Other annotations (operator-internal)

The operator also writes a small number of internal annotations on downstream resources. These are stable but not part of the public API surface — they exist to support reconciliation and may evolve between alpha releases without a deprecation note. They are listed here for transparency:

  • vworkspace.io/applied-intent-hash — opaque hash of the intent that produced the resource. Used for idempotency on intent-shaped Pull-mode payloads.
  • vworkspace.io/last-applied-generationmetadata.generation of the source CR when this resource was last reconciled. Used to detect stale downstream state.

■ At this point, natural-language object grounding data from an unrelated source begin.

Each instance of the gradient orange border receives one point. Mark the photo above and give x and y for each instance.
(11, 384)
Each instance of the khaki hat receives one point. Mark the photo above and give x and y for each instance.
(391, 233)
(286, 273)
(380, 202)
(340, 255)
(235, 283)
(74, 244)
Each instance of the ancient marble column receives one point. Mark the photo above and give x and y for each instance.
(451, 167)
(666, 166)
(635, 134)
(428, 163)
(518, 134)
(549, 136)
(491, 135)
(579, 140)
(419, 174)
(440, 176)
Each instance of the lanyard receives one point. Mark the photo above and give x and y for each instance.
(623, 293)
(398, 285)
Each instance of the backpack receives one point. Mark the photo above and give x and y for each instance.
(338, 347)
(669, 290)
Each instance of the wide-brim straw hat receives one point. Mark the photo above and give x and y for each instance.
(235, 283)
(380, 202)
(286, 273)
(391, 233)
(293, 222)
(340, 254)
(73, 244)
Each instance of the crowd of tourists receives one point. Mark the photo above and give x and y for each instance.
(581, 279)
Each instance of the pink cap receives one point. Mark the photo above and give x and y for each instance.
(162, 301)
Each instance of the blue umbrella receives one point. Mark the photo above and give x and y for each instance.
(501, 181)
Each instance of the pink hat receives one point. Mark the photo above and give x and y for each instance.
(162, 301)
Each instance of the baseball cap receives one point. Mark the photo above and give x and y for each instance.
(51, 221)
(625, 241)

These are not configuration; do not edit them by hand.

Required vs optional summary

Item Where Required?
app.vworkspace.io/managed-by=control-plane (label) ApplicationInstance, Operation Required
app.vworkspace.io/cluster-id=<id> (label) ApplicationInstance, Operation Required
app.vworkspace.io/application-instance=<name> (label) Downstream resources of an ApplicationInstance Written by operator
managed-by=vworkspace (label on namespace) Operator-managed namespaces Required
ops.vworkspace.io/backup=<engine> (annotation) ApplicationInstance Required only for instances that support Backup
ops.vworkspace.io/restore=<engine> (annotation) ApplicationInstance Required only for instances that support Restore
ops.vworkspace.io/upgrade=<engine> (annotation) ApplicationInstance Required only for instances that support Upgrade
ops.vworkspace.io/quiesce=<engine> (annotation) ApplicationInstance Optional

The set is deliberately small. Anything not on this list is either not part of the operator's API or is operator-internal and may change.